A Comissão Especial da Malha Ferroviária Inativa realizou, nesta quarta-feira (17), a primeira reunião de trabalho na Assembleia Legislativa do Rio Grande do Sul, com foco na articulação regional para enfrentar os entraves logísticos do Sul do país. O encontro marcou a criação de um grupo interinstitucional e o alinhamento com Santa Catarina, iniciativa defendida pelo presidente da comissão, deputado Tiago Cadó (PDT).
Ao justificar a integração entre os estados, Cadó afirmou: “No final dessa concessão, nós perdemos cerca de 3.000 km de ferrovias no estado do Rio Grande do Sul, que simplesmente foram tirados de nós. Esse prejuízo vai ser debatido. O que está sendo proposto até aqui não nos serve. Precisamos, de fato, trabalhar integrado com os demais entes federados.”
Durante a reunião, os secretários estaduais concordaram que RS e SC, de forma isolada, perdem força política e capacidade de negociação junto aos órgãos federais, especialmente diante da possível abertura de um novo processo de concessão ferroviária previsto para o próximo ano.

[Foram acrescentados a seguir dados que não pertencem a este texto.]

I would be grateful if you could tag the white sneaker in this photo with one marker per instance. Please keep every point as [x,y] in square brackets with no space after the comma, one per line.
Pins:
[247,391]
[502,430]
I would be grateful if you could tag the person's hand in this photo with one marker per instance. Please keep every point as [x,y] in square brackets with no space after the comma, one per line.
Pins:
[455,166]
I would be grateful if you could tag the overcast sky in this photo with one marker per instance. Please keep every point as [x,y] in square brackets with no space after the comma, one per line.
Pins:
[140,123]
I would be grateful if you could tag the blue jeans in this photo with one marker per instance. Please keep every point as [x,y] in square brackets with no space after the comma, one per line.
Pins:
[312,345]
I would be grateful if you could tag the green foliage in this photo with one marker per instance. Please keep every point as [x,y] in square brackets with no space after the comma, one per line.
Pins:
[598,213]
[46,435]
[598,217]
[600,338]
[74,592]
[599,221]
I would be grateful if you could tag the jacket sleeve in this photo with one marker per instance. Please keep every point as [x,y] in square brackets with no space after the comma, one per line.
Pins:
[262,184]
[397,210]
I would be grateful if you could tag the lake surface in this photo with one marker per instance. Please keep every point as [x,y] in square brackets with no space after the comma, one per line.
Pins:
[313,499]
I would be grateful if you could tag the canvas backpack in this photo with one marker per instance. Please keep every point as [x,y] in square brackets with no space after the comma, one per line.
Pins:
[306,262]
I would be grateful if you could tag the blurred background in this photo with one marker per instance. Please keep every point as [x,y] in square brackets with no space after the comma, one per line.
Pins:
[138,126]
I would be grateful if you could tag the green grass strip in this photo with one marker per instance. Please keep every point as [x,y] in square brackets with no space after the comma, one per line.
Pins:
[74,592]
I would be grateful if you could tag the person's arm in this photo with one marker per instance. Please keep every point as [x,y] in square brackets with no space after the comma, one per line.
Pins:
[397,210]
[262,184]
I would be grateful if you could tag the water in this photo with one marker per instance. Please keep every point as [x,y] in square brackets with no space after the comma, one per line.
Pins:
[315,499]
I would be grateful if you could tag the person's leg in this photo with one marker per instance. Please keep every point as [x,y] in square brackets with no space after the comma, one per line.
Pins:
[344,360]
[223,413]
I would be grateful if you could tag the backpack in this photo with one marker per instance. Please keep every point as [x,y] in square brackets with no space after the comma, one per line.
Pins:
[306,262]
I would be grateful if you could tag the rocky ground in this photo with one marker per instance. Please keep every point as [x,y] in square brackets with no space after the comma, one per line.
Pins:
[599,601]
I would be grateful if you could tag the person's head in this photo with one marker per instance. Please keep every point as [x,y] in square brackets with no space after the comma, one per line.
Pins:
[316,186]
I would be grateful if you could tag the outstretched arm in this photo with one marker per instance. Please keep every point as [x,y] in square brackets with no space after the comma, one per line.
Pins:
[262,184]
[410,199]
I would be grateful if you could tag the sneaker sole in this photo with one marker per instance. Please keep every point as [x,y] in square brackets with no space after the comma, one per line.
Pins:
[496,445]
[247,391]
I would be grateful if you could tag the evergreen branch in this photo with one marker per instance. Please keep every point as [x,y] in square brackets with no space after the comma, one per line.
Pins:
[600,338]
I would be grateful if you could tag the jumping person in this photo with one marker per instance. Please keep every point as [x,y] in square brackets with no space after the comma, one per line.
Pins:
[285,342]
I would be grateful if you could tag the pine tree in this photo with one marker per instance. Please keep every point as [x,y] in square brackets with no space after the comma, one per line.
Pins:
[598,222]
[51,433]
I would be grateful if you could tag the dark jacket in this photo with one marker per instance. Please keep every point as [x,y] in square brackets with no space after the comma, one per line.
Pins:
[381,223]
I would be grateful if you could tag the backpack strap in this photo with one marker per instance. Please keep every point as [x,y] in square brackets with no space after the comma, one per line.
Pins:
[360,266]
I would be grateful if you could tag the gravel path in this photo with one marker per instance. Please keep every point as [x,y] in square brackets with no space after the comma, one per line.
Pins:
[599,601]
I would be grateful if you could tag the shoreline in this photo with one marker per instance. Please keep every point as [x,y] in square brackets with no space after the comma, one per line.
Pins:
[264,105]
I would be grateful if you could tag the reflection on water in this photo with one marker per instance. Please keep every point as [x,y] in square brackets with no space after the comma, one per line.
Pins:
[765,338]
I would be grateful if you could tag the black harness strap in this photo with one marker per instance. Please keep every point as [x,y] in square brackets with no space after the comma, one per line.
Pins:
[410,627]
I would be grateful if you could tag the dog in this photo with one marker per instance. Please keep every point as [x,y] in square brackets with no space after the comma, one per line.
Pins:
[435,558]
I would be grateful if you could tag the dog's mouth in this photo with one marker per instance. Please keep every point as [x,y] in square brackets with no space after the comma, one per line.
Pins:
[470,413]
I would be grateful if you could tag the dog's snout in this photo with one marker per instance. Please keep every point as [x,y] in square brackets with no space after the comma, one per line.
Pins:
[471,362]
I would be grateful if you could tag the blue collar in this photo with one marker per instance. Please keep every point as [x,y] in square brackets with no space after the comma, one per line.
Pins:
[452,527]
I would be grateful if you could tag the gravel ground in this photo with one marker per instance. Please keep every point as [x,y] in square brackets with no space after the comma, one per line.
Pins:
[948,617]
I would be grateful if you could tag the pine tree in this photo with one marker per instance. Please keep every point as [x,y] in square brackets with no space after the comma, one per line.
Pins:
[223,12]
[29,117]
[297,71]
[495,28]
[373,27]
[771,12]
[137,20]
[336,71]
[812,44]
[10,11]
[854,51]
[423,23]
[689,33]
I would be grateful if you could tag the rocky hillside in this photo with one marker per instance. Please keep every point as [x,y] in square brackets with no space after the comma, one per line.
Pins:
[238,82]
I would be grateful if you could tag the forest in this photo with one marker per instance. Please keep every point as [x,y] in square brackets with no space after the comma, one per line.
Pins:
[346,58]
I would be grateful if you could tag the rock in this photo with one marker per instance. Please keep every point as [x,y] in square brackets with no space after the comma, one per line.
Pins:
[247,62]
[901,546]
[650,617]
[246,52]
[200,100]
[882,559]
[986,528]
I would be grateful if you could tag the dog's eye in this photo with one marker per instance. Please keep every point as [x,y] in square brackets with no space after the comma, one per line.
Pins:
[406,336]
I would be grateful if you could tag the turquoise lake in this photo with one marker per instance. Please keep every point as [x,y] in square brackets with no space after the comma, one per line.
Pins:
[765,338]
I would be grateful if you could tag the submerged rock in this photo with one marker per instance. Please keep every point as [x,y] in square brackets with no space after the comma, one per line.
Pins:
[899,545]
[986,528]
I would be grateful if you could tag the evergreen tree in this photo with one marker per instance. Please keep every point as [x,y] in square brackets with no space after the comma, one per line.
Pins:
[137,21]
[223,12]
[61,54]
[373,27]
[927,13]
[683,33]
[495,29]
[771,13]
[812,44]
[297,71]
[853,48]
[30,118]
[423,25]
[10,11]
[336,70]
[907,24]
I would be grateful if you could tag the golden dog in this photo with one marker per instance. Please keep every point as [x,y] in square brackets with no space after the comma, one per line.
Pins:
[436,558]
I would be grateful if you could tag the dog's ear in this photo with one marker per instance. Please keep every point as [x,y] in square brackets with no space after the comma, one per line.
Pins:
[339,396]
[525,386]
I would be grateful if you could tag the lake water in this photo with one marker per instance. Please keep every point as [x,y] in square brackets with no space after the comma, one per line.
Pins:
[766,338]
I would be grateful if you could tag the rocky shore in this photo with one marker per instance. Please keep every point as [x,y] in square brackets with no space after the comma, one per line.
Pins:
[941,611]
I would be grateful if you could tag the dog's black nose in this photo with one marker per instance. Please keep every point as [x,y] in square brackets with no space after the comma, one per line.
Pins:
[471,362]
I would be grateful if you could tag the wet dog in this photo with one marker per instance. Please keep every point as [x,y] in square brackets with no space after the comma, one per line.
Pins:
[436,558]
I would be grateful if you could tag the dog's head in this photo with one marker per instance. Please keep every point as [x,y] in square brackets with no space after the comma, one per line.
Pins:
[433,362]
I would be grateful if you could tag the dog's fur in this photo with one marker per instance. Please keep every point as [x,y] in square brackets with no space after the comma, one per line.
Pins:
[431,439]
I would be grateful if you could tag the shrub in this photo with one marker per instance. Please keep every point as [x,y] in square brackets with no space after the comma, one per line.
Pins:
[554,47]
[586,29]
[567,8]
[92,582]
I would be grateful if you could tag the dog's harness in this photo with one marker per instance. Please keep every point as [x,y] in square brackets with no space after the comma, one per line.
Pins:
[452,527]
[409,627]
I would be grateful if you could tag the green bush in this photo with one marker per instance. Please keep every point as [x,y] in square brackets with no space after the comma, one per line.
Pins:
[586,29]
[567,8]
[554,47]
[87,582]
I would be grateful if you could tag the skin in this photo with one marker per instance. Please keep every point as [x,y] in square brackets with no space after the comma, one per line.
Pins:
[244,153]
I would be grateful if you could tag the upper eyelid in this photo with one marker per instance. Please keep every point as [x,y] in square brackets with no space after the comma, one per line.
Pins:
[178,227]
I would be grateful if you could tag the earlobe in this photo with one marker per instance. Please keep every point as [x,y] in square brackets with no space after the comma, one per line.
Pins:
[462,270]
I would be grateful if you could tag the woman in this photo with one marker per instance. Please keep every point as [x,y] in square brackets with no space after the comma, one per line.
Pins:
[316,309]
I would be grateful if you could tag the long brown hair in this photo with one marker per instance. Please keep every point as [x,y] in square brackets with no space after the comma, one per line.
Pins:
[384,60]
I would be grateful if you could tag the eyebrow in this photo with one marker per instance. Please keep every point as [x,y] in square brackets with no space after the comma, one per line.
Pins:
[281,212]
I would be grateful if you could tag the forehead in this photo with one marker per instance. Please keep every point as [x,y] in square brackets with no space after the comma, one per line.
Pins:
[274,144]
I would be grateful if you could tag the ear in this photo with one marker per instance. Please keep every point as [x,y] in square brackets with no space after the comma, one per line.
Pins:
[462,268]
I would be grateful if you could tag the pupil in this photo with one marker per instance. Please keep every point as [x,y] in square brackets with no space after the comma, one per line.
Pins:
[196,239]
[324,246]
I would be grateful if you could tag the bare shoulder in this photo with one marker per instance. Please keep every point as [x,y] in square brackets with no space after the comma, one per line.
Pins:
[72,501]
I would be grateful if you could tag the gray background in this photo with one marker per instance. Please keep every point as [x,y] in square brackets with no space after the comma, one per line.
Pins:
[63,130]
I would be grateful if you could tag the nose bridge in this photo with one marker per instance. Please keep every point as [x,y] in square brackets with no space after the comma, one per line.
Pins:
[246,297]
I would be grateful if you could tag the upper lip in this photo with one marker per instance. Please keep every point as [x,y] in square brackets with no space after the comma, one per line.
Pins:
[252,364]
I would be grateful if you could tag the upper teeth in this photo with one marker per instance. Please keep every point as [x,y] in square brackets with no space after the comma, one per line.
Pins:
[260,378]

O secretário de Portos, Aeroportos e Ferrovias de Santa Catarina, Beto Martins, destacou que a participação do transporte ferroviário na movimentação portuária dos dois estados é inferior a 5%, enquanto no Paraná chega a 30%. Para ele, “o caminho do desenvolvimento, a artéria principal, a espinha dorsal de qualquer processo de desenvolvimento socioeconômico, passa por uma logística eficiente, passa por infraestrutura”, acrescentando que “a falta de visão que nós tivemos em relação à importância dessa logística multimodal ao longo de décadas é que faz o Brasil andar para trás.” Segundo Martins, “Paraná tem um problema muito menor do que o nosso, por isso SC e RS tem de estar juntos nessa questão.”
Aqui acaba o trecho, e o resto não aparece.